Maria Hill, former director of S.H.I.E.L.D., has been murdered and Taskmaster has been framed for it. Black Cat writer Jed MacKay takes on the ultimate copycat for this five-issue mini-series that is full of the witty humor that was prevalent in the 2010 series.
Taskmaster is a silly character. A man who can copy the movements of any person just by watching them closely, Taskmaster seems like he would be the ultimate opponent. His skeleton face and incredible skill may make him seem intimidating, but in reality, he is just a goofball who is really good at his job. The story itself, a mercenary known to murder people trying to clear his name for a murder he didn’t commit, is interesting.
The way he plays off of the characters around him in this issue tells you everything you need to know about him. His banter with Bullseye is especially hilarious.

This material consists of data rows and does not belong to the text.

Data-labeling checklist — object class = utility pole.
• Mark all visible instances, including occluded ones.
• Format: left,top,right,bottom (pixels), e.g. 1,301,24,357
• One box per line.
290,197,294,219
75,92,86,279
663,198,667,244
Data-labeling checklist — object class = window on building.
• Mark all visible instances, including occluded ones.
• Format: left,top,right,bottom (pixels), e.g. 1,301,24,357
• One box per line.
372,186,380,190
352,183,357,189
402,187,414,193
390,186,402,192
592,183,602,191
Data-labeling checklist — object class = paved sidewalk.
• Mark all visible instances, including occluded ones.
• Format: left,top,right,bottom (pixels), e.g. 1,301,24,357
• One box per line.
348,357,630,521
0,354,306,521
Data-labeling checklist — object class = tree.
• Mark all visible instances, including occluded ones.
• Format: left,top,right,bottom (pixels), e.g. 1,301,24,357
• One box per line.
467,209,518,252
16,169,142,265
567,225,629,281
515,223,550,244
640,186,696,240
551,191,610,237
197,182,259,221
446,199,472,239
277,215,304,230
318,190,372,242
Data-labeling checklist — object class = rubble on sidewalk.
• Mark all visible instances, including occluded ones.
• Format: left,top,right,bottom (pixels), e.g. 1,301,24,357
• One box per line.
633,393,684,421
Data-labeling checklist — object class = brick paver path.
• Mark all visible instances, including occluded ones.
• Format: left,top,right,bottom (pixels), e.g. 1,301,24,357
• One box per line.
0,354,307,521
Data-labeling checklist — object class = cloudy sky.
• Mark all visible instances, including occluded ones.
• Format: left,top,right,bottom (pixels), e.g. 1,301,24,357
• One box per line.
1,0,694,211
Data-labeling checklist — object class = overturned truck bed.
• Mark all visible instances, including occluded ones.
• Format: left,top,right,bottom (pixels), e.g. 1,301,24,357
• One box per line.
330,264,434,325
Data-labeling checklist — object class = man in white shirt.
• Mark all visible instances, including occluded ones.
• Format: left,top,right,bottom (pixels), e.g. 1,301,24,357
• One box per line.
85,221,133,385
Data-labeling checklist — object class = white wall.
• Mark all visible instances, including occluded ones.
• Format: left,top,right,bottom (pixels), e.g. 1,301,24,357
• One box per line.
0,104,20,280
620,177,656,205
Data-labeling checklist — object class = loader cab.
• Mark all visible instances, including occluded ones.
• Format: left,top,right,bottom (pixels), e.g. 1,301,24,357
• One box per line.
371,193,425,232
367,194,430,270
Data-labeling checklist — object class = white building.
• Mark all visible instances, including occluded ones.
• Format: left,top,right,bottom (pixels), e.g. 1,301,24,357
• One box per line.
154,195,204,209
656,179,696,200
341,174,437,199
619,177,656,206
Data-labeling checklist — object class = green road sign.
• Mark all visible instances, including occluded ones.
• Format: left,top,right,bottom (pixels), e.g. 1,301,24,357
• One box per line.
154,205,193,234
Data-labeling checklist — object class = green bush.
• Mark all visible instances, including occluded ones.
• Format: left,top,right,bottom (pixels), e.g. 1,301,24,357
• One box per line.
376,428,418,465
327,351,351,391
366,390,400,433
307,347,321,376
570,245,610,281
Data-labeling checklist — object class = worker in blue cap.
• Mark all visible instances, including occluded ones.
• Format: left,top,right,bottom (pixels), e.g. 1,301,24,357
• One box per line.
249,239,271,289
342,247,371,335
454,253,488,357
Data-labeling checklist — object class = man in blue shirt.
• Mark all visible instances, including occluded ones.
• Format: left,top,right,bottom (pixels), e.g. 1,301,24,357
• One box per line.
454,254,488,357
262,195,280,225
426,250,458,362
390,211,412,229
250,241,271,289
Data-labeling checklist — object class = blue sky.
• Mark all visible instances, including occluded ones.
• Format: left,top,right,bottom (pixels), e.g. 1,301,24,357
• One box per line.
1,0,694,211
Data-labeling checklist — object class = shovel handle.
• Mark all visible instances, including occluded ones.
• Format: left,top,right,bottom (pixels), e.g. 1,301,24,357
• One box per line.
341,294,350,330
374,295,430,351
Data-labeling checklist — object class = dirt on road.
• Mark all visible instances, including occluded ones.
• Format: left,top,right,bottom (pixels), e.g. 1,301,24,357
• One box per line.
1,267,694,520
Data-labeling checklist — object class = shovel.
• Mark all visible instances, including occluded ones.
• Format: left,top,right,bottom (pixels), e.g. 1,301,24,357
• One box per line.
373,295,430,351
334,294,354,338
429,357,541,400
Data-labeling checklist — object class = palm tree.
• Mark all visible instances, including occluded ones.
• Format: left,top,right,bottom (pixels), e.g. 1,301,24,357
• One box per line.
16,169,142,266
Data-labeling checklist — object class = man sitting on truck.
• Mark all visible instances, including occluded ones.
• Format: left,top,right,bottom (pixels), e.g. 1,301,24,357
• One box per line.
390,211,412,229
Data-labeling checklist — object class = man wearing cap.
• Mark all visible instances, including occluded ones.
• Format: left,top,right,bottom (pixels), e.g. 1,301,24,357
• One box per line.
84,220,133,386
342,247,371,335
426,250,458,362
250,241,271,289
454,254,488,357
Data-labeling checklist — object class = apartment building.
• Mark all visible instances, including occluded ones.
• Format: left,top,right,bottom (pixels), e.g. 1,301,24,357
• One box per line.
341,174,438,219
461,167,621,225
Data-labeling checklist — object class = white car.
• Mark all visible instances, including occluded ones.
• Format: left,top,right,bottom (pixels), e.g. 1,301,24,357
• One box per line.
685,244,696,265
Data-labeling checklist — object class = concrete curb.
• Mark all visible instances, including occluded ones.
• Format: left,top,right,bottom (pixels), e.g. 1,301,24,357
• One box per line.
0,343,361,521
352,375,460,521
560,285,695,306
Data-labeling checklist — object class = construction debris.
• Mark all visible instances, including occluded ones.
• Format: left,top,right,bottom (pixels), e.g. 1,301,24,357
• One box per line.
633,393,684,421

However, it is his chemistry with Nick Fury (the Samuel L. Jackson one, not the one that is currently the Watcher) is fantastic and I enjoyed every moment the two had together.
The art from Alessandro Vitti and Guru-eFX is vibrant, particularly during the fight between Taskmaster and his unknown assailant. The bright greens and blues of the golf course during a sunny day mix well with the abrupt violence taking place in the area. It is also clear that Taskmaster, while skilled, is no match for this mysterious attacker. The facial expressions given to Taskmaster are hilarious, showing how carefree he is about his abilities until he realizes he is outmatched. While it is nothing super special, the art allows the story to flow nicely and makes the action easy to understand and follow.
The first issue of Taskmaster is intriguing. It sets the tone for the overall story, paints a clear picture of which version of the character they will be pulling from, and features some solid art. I am excited to see what the creative team has in store for the next few issues.